New Economic Policy
The New Economic Policy was an economic policy of the Soviet Union proposed by Vladimir Lenin in 1921 as a temporary expedient. Lenin characterized the NEP in 1922 as an economic system that would include "a free market and capitalism, both subject to state control," while socialized state enterprises would operate on "a profit basis."
The NEP represented a more market-oriented economic policy to foster the economy of the country, which had suffered severely since 1915. The Soviet authorities partially revoked the complete nationalization of industry and introduced a system of mixed economy which allowed private individuals to own small enterprises, while the state continued to control banks, foreign trade, and large industries. In addition, the NEP abolished prodrazvyorstka and introduced prodnalog: a tax on farmers, payable in the form of raw agricultural product. The Bolshevik government adopted the NEP in the course of the 10th Congress of the All-Russian Communist Party and promulgated it by a decree on 21 March 1921: "On the Replacement of Prodrazvyorstka by Prodnalog". Further decrees refined the policy. Other policies included monetary reform and the attraction of foreign capital.
The NEP policy created a new category of people called NEPmen . Joseph Stalin abandoned the NEP in 1928 with the Great Break.
Beginnings
In November 1917, the Bolsheviks seized control of key centres in Russia. This led to the Russian Civil War of 1917–1922, which pitted the Bolsheviks and their allies against the Whites and other counter-revolutionary forces. During this period the Bolsheviks attempted to administrate Russia's economy purely by decree, a policy of the War Communism. Farmers and factory workers were ordered to produce, and food and goods were seized and issued by decree.

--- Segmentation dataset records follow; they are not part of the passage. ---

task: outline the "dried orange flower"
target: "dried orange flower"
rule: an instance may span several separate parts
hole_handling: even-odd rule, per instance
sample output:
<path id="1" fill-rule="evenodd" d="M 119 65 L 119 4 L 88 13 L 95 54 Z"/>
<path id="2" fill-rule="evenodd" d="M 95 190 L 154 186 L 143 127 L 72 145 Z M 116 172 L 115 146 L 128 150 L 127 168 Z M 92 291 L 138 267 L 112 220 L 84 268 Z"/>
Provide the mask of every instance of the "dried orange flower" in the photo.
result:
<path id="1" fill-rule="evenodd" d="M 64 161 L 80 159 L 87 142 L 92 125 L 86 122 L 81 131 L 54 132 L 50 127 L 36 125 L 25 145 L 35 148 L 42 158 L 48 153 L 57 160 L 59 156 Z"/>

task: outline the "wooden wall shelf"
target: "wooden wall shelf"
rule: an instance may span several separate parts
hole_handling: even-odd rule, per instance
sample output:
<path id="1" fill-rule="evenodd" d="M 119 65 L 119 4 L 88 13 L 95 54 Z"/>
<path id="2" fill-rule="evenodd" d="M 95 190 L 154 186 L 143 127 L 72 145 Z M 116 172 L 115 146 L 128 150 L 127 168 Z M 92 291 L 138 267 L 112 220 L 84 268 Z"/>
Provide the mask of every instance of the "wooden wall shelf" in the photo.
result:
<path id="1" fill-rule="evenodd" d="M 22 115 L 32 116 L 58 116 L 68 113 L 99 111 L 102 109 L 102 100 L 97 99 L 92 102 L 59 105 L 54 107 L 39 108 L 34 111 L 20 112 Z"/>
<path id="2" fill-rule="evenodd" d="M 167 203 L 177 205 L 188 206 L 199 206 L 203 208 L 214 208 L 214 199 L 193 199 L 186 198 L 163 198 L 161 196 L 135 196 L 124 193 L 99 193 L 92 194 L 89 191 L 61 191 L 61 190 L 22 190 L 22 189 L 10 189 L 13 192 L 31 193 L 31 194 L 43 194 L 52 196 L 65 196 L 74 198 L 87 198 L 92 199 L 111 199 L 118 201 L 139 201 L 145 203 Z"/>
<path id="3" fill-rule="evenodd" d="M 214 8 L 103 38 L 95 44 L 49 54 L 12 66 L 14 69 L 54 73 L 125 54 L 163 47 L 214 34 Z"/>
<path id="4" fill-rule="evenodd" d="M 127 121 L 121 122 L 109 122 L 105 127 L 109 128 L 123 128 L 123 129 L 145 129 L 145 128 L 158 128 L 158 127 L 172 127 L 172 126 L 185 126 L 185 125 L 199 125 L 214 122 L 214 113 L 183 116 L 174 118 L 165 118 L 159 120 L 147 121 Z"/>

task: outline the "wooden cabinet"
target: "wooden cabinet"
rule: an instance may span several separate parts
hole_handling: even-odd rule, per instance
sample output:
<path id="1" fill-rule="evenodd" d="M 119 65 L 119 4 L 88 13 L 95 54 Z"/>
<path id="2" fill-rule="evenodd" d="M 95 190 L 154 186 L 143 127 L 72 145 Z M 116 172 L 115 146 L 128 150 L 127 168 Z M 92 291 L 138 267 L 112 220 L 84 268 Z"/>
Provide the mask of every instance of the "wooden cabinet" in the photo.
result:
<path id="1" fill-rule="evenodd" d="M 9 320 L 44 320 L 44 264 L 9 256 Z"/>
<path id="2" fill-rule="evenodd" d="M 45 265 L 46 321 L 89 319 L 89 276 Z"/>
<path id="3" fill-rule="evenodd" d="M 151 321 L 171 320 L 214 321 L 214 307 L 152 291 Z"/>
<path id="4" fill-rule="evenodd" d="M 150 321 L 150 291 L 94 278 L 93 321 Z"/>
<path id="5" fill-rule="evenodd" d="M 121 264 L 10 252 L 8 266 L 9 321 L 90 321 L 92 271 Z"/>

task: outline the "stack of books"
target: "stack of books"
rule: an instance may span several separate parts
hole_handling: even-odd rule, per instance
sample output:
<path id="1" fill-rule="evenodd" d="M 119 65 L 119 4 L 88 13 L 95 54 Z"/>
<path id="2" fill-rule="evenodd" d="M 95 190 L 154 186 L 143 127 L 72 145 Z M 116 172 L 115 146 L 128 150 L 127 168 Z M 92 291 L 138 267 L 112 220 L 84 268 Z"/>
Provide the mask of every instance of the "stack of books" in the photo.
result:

While this policy enabled the Bolshevik regime to overcome some initial difficulties, it soon caused economic disruptions and hardships. Producers who were not directly compensated for their labor often stopped working, leading to widespread shortages. Combined with the devastation of the war, these were major hardships for the Russian people and diminished popular support for the Bolsheviks.At the end of the Civil War, the Bolsheviks controlled Russian cities, but 80% of the Russian population were peasants. Although almost all the fighting had occurred outside urban areas, urban populations decreased substantially. The war disrupted transportation, and basic public services. Infectious diseases thrived, especially typhus. Shipments of food and fuel by railroad and by water dramatically decreased. City residents first experienced a shortage of heating oil, then coal, until they resorted to wood. Populations in northern towns declined an average of 24%. Northern towns received less food than towns in the agricultural south. Petrograd alone lost 850,000 people, half of the urban population decline during the Civil War. Hunger and poor conditions drove residents out of cities. Workers migrated south to get peasants' surpluses. Recent migrants to cities left because they still had ties to villages.
Urban workers formed the core of Bolshevik support, so the exodus posed a serious problem. Factory production severely slowed or halted. Factories lacked 30,000 workers in 1919. To survive, city dwellers sold personal valuables, made artisan craft-goods for sale or barter, and planted gardens. The acute need for food drove them to obtain 50–60% of food through illegal trading. The shortage of cash caused the black market to use a barter system, which was inefficient. Drought and frost led to the Russian famine of 1921, in which millions starved to death, especially in the Volga region, and urban support for the Bolshevik party eroded. When no bread arrived in Moscow in 1921, workers became hungry and disillusioned. They organised demonstrations against the Bolshevik Party's policy of privileged rations, in which the Red Army, Party members, and students received rations first. The Kronstadt rebellion of soldiers and sailors broke out in March 1921, fueled by anarchism and populism. In 1921 Lenin replaced the food requisitioning policy with a tax, signaling the inauguration of the New Economic Policy.
Policies
The laws sanctioned the co-existence of private and public sectors, which were incorporated in the NEP, which was a state oriented "mixed economy". The NEP represented a move away from full nationalization of certain parts of industries. Some kinds of foreign investments were expected by the Soviet Union under the NEP, in order to fund industrial and developmental projects with foreign exchange or technology requirements.The NEP was primarily a new agricultural policy. The Bolsheviks viewed traditional village life as conservative and backward. With the NEP, the state only allowed private landholdings because the idea of collectivized farming had met strong opposition.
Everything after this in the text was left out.